Para o rabino Isaiah Raffalovich, representante da Jewish Colonization Association no Brasil, aquela era sem dúvida uma chance excelente para mostrar ao povo brasileiro que, entre os judeus, não havia apenas comerciantes e artesãos, havia também importantes intelectuais e cientistas. Enfim, a visita de Einstein seria oportuna para demostrar que a imigração judaica poderia trazer benefícios para o Brasil; era uma resposta às posições contrárias à entrada de imigrantes. Embora a mobilização político-religiosa fosse um fato, era desejo expresso de Einstein que ela não aparecesse como determinante da sua visita. Os convites teriam que partir de entidades acadêmicas. No Brasil isso ficou a cargo da Academia Brasileira de Ciência, da Escola Politécnica do Rio de Janeiro e do Clube de Engenharia.

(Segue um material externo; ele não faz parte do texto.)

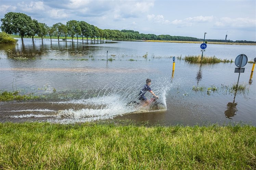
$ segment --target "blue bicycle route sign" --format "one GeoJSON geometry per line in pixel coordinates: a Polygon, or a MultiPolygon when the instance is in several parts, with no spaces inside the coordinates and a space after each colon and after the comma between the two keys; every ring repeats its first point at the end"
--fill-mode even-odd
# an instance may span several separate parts
{"type": "Polygon", "coordinates": [[[200,45],[200,47],[202,50],[204,50],[207,47],[207,45],[205,43],[203,43],[200,45]]]}

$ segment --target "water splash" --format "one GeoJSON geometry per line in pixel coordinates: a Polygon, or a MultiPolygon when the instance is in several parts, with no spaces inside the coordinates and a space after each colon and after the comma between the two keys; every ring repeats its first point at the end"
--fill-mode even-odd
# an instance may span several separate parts
{"type": "MultiPolygon", "coordinates": [[[[155,75],[153,76],[157,77],[155,75]]],[[[152,109],[150,107],[142,107],[142,104],[128,105],[131,102],[140,102],[138,99],[138,93],[144,84],[140,81],[134,81],[136,82],[132,84],[131,82],[127,82],[124,79],[118,82],[111,82],[97,93],[94,91],[92,94],[85,94],[84,96],[80,96],[79,98],[42,104],[42,106],[47,109],[10,111],[23,113],[29,112],[29,114],[20,114],[10,117],[46,118],[47,119],[45,120],[51,122],[69,123],[112,119],[117,116],[132,113],[150,112],[155,111],[155,109],[166,110],[166,97],[172,86],[167,77],[159,77],[154,80],[151,86],[154,93],[159,97],[157,102],[164,106],[160,109],[157,107],[156,109],[152,109]],[[94,97],[89,97],[92,96],[94,97]],[[61,108],[64,109],[61,110],[61,108]],[[55,109],[53,109],[54,108],[55,109]]],[[[153,96],[149,92],[147,93],[145,96],[148,99],[153,96]]]]}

O livro de Tolmasquim será um marco da literatura histórica brasileira, mas não foi o primeiro a tratar com detalhe a visita de Einstein ao país. Em 1995, a Editora da UFRJ publicou “Einstein e o Brasil”, livro organizado por Ildeu C. Moreira e Antonio A. Videira. O mérito inquestionável de Tolmasquim foi trazer ao conhecimento público o diário de Einstein, um documento imprescindível para a compreensão do sentimento de Einstein frente às populações tropicais.


(1)Alfredo Tiomno Tolmasquim. “Einstein: o viajante da relatividade na América do Sul”. Rio de Janeiro: Vieira & Lent Casa Editorial Ltda (2003).